Tuesday, November 10, 2009

[jules' pics] 11/09/2009 07:39:00 PM

shichi-go-san 七五三, originally uploaded by julesberry2001.

When the family dresses up kimono-stylee, the salaryman remains attired the same apart from his accessories; his briefcase always becomes a camera, and in extreme circumstances, such as shown in this picture, he may adopt a more brightly coloured tie. It is really quite odd, because there does exist traditional kimono-stylee wear for men.

[Early 7-5-3 celebrants at Hachimangu, Kamakura]

Posted By jules to jules' pics at 11/09/2009 07:39:00 PM


Hank Roberts said...

Here's grist for another cross-cultural comparison



James Annan said...

Interesting, but sounds like a bit of a just-so story. If the Japanese were so averse to receiving unilateral gifts, they wouldn't fly abroad in droves to get transplants outside the reach of the notoriously hidebound and reactionary Japanese parliament.

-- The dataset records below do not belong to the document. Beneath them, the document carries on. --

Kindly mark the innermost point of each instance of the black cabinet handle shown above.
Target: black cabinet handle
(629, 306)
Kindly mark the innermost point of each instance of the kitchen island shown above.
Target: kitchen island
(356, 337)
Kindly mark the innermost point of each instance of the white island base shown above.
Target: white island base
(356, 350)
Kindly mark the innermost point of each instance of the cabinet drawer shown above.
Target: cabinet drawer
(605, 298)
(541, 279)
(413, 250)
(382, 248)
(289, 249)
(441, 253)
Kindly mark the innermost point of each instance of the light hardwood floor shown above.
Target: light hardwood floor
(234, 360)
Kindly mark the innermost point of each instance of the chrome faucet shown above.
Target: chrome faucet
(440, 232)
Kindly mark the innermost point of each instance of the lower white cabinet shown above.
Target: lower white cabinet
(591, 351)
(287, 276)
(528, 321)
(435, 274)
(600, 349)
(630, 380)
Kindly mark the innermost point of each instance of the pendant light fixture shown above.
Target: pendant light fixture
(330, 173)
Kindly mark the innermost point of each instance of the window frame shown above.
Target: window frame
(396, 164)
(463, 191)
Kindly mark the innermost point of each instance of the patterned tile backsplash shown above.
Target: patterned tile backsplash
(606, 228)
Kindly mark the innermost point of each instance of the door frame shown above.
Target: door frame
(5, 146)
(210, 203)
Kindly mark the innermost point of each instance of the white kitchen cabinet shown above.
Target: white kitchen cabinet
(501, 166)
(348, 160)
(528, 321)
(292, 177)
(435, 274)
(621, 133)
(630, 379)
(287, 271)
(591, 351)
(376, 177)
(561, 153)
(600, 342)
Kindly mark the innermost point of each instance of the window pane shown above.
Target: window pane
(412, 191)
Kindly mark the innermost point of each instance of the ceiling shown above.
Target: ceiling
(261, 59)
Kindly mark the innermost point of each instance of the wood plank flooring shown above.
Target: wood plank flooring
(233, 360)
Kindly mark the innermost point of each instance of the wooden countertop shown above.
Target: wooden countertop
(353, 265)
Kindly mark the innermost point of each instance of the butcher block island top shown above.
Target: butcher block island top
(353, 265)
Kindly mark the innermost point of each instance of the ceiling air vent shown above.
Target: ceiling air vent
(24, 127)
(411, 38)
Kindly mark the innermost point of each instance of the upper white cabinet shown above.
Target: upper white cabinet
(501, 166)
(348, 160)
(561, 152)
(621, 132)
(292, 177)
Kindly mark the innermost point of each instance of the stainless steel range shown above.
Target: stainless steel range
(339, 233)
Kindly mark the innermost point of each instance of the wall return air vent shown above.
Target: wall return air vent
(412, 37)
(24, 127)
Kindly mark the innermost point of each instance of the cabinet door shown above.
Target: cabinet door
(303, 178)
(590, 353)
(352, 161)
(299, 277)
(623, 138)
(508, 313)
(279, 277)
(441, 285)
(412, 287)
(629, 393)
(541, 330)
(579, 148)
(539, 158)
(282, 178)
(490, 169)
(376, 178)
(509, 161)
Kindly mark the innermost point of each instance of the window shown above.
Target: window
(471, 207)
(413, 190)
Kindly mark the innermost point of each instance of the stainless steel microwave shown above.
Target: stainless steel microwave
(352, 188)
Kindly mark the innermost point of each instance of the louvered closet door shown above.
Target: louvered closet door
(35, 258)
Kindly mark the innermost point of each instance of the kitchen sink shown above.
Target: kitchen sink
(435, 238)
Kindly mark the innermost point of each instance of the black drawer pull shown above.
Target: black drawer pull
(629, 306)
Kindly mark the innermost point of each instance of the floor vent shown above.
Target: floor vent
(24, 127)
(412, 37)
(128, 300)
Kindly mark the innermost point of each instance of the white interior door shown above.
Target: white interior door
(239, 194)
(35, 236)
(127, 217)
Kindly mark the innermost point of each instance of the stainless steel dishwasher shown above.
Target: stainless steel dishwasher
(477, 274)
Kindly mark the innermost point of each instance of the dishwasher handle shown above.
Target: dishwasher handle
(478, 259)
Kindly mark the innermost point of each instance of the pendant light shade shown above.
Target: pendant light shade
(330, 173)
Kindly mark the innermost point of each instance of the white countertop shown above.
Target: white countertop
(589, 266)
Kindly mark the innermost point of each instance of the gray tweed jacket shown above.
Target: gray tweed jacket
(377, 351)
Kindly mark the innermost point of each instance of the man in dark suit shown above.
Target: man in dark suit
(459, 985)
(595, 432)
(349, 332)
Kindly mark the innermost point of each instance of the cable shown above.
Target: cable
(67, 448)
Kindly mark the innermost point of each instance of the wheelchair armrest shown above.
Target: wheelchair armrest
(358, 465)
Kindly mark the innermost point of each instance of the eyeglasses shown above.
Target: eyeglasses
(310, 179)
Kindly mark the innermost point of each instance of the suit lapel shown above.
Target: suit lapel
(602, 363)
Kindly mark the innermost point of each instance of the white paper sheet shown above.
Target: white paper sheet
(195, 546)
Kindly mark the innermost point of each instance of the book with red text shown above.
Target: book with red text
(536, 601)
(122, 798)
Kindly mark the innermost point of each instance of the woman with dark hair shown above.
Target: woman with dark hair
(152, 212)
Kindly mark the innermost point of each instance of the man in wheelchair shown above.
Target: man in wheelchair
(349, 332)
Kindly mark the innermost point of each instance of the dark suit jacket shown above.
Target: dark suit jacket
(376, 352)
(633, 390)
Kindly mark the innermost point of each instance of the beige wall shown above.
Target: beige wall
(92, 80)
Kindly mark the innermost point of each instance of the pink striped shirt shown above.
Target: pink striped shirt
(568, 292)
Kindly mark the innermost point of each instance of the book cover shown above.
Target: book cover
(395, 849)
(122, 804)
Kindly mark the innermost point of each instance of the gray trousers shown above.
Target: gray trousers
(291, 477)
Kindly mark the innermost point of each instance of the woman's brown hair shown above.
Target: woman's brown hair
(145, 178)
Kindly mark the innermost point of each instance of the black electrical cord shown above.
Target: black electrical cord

(That doesn't necessarily mean there isn't something in it though.)

guthrie said...

Hmmm, does that suggest that the salary man suit is a desirable sign of their social status and to be prefered over the more anonymous (Yet perfectly presentable and dark coloured) outfit in the other photo?

Steve Bloom said...

How are little boys dressed?

jules said...

Being a salaryman is the default life option.

That's a little boy in the photo.

Steve Bloom said...

Sorry, didn't look close enough. I suppose a girl wouldn't retain a unisex hair style while wearing a kimono. Is the long jacket an obvious giveaway for male attire, and when do the boys graduate to jr. salaryman costumes?

jules said...

I think the 7-5-3 festival proper is this weekend so I may yet post a photo which answers some of your questions.

As for graduation to salaryman attire, I don't know. All I have noticed is: little boys are well turned out clean, cute little tots; young men pay so much attention to their looks that sometimes I genuinely mistake those rarely seen outwardly affectionate couples for lesbians; and then they turn into suits and gradually lose all sense of style.

James Annan said...

Adding to that, such ceremonial wear is fairly rare, but the females often wear kimono for coming-of-age day (age 20), whereas the males are generally in suits by then, or maybe just dressed casually. So, the swap is probably some time between 5 and 20 then :-)

then they turn into suits and gradually lose all sense of style

Of course, there are exceptions, like the "talents" who keep the bouffant hairstyles and pink shirts well into middle age...mentioning no names...

jules said...

Poorly fitting menswear in pink is still poorly fitting menswear.

Steve Bloom said...

I do believe I've seen that very talent on TV. He does seem a little old for the look.